The Turtle Teaches
I live in Claremore, Oklahoma, just 30 miles Northeast of Tulsa, with my husband, two dogs, and a cat. Even though destructive tornadoes are a fact of life in Oklahoma, the city of Claremore has for the most part been spared from major storm damage in modern history.
Claremore, OK, 30 miles NE of Tulsa. Wikipedia, CC BY-SA 3.0, Seth Ilys
Will Rogers Memorial, Claremore, OK, public domain
When we first moved here from Houston, Texas, my work at Rogers State University (RSU) found me in a meeting with the principal chief of the Cherokee Indians, a tribe that has lived in Northeast Oklahoma since the early 1800’s.
Preparatory Hall at Rogers State University (where I office), Fair Use
During our meeting, the subject of tornadoes came up. The Chief told me to protect my home from bad storms, I should find the shell of a tortoise that had died on my property and place it in the northwest corner of my house.
He said that with a smile on his face, so I did that with a smile on my face; and for almost 20 years we had no tornado damage. In recent years we have considered installing a tornado shelter, but since there always seems to be competing priorities for a limited coin purse, we had not acted on the shelter.
This Memorial Day weekend our small town experienced a strong tornado on the ground causing severe damage to many neighborhoods, schools, and businesses. Three months later, our community is still trying to rebuild and recover. A few moments before the storm hit, the City of Claremore sounded the tornado sirens as we were watching the local weather news featuring their team of storm chasers following the tornadoes around the greater Tulsa area.
Immediately following the sirens, very high wind gusts arrived as we sought safety with our pets in an interior bathroom. Those gusts quickly turned into an EF-4 tornado that passed on the ground one-eighth of a mile from our home. The wind rattled our house so much that one of our dead-bolted doors vibrated open as tree limbs and broken shrubs blew into our bedroom!
The severe swirling winds lasted less than three minutes. Even though the tornado traveled west-to-east along Route 66 just a few blocks from our small neighborhood (“our Hood”), we suffered only many downed trees and the loss of power for several days. Maybe the Cherokee Turtle Magic was still at work!
mleckert82, Pixabay, rotated
Lesson Learned & Action Taken
One lesson we learned is location of a tornado shelter is critical. The place we had selected and were preparing was too far from our house. With our three pets and ourselves we never could have gotten to where we had identified as the “right” location. To get to our planned shelter, we would have had to travel with our pets down steps from our porch, walk across a patio and onto the ground, walk around the corner of a guest house, and into the shelter. If a storm came up quickly like the Memorial Day twister, it would likely catch us out in the open and unprotected. Lesson Learned.

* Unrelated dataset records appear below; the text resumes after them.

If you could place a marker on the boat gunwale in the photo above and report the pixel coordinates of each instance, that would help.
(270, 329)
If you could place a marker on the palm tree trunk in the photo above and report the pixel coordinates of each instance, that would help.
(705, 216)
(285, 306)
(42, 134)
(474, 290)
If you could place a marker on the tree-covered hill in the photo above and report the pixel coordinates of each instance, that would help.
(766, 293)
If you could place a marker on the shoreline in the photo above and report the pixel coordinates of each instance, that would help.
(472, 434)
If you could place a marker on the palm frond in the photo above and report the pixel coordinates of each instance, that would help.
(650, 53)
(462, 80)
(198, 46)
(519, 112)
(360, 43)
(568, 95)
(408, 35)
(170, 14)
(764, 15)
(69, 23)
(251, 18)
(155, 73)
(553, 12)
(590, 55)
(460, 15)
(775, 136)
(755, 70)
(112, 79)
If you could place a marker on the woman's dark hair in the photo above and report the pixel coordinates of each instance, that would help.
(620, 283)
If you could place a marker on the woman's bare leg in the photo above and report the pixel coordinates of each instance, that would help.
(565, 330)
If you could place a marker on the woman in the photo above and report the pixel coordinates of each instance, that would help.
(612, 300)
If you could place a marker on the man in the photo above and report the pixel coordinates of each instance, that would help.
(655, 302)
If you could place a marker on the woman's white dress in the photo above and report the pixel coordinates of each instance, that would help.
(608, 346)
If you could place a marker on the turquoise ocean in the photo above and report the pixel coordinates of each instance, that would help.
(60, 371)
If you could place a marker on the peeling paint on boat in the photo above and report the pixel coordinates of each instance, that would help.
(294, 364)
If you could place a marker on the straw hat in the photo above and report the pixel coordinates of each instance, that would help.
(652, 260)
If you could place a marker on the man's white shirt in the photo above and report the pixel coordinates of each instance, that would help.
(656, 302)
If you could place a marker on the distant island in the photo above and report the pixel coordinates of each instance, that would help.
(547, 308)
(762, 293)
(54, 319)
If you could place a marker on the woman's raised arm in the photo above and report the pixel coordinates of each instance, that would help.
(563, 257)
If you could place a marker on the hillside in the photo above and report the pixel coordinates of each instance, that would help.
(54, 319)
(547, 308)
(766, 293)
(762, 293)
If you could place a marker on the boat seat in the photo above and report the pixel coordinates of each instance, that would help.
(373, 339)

Following the wake-up call, we knew we needed a better plan for locating an above-ground storm shelter so we could quickly get into it from inside our house. My husband Gerry thoroughly researched walk-in tornado shelters, and he and our master carpenter friend Bill created a plan to locate a storm shelter anchored to a concrete pad outside our bedroom wall and frame an add-on room to enclose the shelter with an access door from the bedroom. With this plan, we think we can be in the shelter within seconds of a warning without ever going outside.
Now, to find the perfect shelter! Three weeks ago, we visited a showroom of shelters in Perry, Oklahoma. The company, called Ground-Zero Shelters, has three above ground and three below ground models based on size. The company has been in existence for over twenty years and has built and installed over 135,000 shelters across the country. We’ve picked a model large enough to shelter us, our pets, and others who may be with us.
Locating the shelter in the wrong place could have been immeasurably costly with lives at risk. Turtle magic notwithstanding, we are grateful for our wakeup call to action.
I hope this short essay is informative and helpful to others in preparing for weather emergencies. Yes, my husband and I are older now and we find ourselves not running but preparing shelter against the wind! Thanks, Bob Seger.